I'm very new to SQL, thank you for bearing with me.
I'm using PostgreSQL, trying to produce a simple summary statistic on the percentage of home team or away team victories in a dataset of soccer penalty shootouts. I've tried doing this with a few common table expressions, which I then try to perform some operations on (divide one from another) like so:
WITH home_team_wins (match) AS (
SELECT match
FROM penalties
WHERE neutral_stadium = 0
AND attacker_home = 1
AND match_winner = 1
GROUP BY match
),
away_team_wins (match) AS (
SELECT match
FROM penalties
WHERE neutral_stadium = 0
AND attacker_home = 0
AND match_winner = 1
),
num_home_wins (match) AS (
SELECT COUNT(DISTINCT match)
FROM home_team_wins
),
num_away_wins (match) AS (
SELECT COUNT(DISTINCT match)
FROM away_team_wins
),
total_matches (match_count) AS (
SELECT COUNT(DISTINCT match)
FROM penalties
WHERE neutral_stadium = 0
)
SELECT num_home_wins.match / total_matches.match_count, num_away_wins.match / total_matches.match_count
FROM num_home_wins, num_away_wins, total_matches;
I'm confused by the results, and don't fully understand what's happening beneath the hood. I expect to see a couple decimal values (in this case, 0.485 and 0.515), but instead both results come out to zero:
If I don't operate on the CTE variables and simply select them, I see the expected numbers:
SELECT num_home_wins.match, num_away_wins.match, total_matches.match_count
FROM num_home_wins, num_away_wins, total_matches;
Obviously, dividing these values shouldn't equal zero. Why does operating on them produce this weird result?
I won't be surprised if there's a more efficient way to do this, which will also be helpful to know, but he main question above still stands. Thank you!

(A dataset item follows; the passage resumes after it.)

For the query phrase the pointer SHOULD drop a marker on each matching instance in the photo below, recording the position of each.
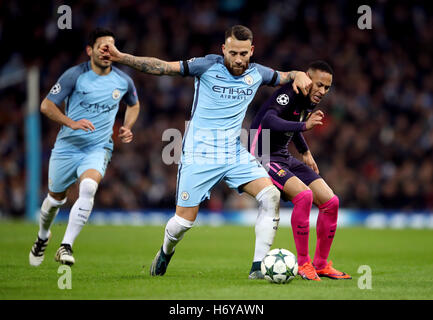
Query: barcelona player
(287, 114)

Try something like this to make your query more compact :
SELECT COUNT(DISTINCT match) FILTER (WHERE attacker_home = 1 AND match_winner = 1) :: numeric / COUNT(DISTINCT match)
, COUNT(DISTINCT match) FILTER (WHERE attacker_home = 0 AND match_winner = 1) :: numeric / COUNT(DISTINCT match)
FROM penalties
WHERE neutral_stadium = 0
and as stated by @klin, you must cast to numeric to avoid zero as the result of an integer division.